The 5 dimensions of emotional intelligence
22/8/2022
Léa Zolli Durand
Léa Zolli Durand

The 5 dimensions of emotional intelligence

With the various crises, the different reorganizations, we are going through moments of fear, sadness, anger. Emotions are a part of our lives, that's normal, but the question that comes up when we talk about emotional intelligence is: how do emotions come to influence our behavior at work?

Emotional intelligence is not about denying emotions, nor is it about managing emotions as if we could put them into boxes. Emotions are there, they are alive and that's normal. It's part of our head, it's part of our body, it's part of how we are. The subject with emotional intelligence is: how not to be overwhelmed by our emotions? How can we not be dominated by our emotions?

Size 1: The perception of emotions

There are four basic emotions that are very well known: joy, fear, sadness, and anger. Two others are sometimes added, which are surprise and disgust. The first dimension of emotional intelligence is already being aware of these emotions. Be aware of this, because from the moment we feel these emotions, they will impact how we relate to others. We're not going to react the same way depending on whether we're feeling angry or happy.

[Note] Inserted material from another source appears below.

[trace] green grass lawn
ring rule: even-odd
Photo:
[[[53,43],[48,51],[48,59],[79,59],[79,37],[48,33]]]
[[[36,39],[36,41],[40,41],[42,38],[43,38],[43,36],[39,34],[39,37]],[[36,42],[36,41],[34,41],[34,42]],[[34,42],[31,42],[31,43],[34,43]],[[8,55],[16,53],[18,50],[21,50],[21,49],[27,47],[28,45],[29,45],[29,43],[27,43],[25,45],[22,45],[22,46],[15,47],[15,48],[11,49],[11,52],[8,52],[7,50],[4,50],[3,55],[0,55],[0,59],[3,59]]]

Size 2: Emotional expression

The second dimension of emotional intelligence is the expression of emotions. To be able to talk about it, to be able to say: “Today, I am in such a state of mind, so I am very effective”, or on the contrary: “I am tired and therefore I need to be able to concentrate in order to work optimally.” It is quite simple, sometimes, to say: “I am happy”, or on the contrary: “I am tired and therefore I need to be able to concentrate in order to work optimally.” It is quite simple, sometimes, to say: “I am happy”, to express joy, it is also an expression of emotional intelligence. So to be able to talk about these different emotions that are going through us: joy, fear, sadness, anger, surprise or disgust.

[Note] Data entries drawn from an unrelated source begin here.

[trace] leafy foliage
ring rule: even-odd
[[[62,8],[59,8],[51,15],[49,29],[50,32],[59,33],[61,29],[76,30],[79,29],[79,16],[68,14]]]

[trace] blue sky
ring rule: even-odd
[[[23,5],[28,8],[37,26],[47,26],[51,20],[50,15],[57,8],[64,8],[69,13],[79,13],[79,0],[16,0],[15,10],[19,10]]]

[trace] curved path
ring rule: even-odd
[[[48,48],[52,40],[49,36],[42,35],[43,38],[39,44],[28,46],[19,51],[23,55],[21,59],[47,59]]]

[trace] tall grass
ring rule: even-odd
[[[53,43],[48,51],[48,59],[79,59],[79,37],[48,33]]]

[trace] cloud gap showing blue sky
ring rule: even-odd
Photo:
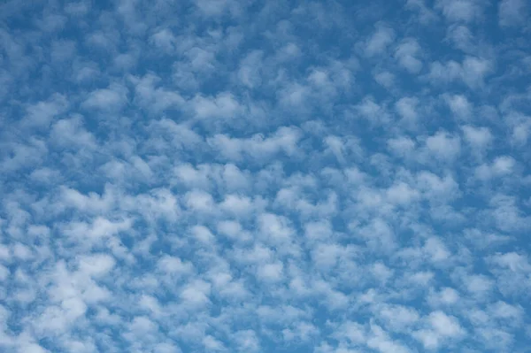
[[[525,0],[0,4],[3,352],[527,352]]]

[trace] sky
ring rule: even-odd
[[[6,0],[0,351],[529,352],[531,3]]]

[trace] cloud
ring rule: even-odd
[[[383,3],[0,4],[0,351],[527,351],[529,6]]]

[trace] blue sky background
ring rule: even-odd
[[[4,1],[3,352],[529,352],[525,0]]]

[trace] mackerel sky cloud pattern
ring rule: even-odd
[[[525,0],[0,4],[0,351],[528,352]]]

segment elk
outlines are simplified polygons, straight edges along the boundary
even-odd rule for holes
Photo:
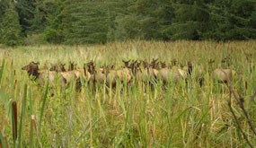
[[[29,65],[22,67],[22,70],[27,71],[29,76],[34,81],[38,81],[40,85],[43,85],[46,82],[49,83],[53,83],[55,80],[58,77],[59,83],[62,85],[66,83],[66,80],[60,74],[57,74],[56,72],[51,71],[40,71],[39,70],[39,62],[31,62]]]
[[[213,71],[213,78],[218,83],[230,83],[233,81],[233,76],[235,74],[235,71],[232,69],[216,68]]]
[[[65,64],[58,63],[58,64],[51,65],[49,71],[66,72],[66,70],[65,69]]]

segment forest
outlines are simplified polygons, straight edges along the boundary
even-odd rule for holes
[[[255,0],[0,1],[6,46],[255,39]]]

Size 3: human relationships

The third dimension of emotional intelligence is how we are going to relate to each other. The expression is what I say, but the relationship, there is what I say, and then there is what others tell me, and how I welcome, how will we be able to be fluid in our relationships. Because we feel emotions, but so does the person in front of us, and we are not necessarily in the same place. How do we also welcome emotions? How do we welcome what is happening to the other, when we tell them news, good news, bad news? How are we able to manage relationships, the dynamics of exchange.

Size 4: decision making

The fourth dimension of emotional intelligence is decision making. Depending on whether we are able to go see several people, to listen to what people are saying to us, to also say our doubts, our questions, and so on. This will encourage the collection of good information. It will also allow us, eventually, to manage the hazards, doubts, questions that we may have. This will ultimately facilitate decision making.

Size 5: stress management

Finally, but this is no small subject: the fifth dimension of emotional intelligence is stress management. How do we deal with stress? Are we overwhelmed by this stress? Are we capable of looking for new solutions, of going to see other people, of relying on those around us to find solutions? It's all part of emotional intelligence. The good news is that emotional intelligence is growing. Life experience, quite simply, leads us to develop our emotional intelligence. What is also interesting is that to develop it, we will identify our strengths and we will rely on our strengths, and this will create a virtuous circle, where by relying on our strengths, we are able to develop our emotional intelligence.

It is a vast subject that can still be developed, but starting by mastering these five dimensions is the best way to ultimately master emotional intelligence and to take advantage of it in a professional and personal setting.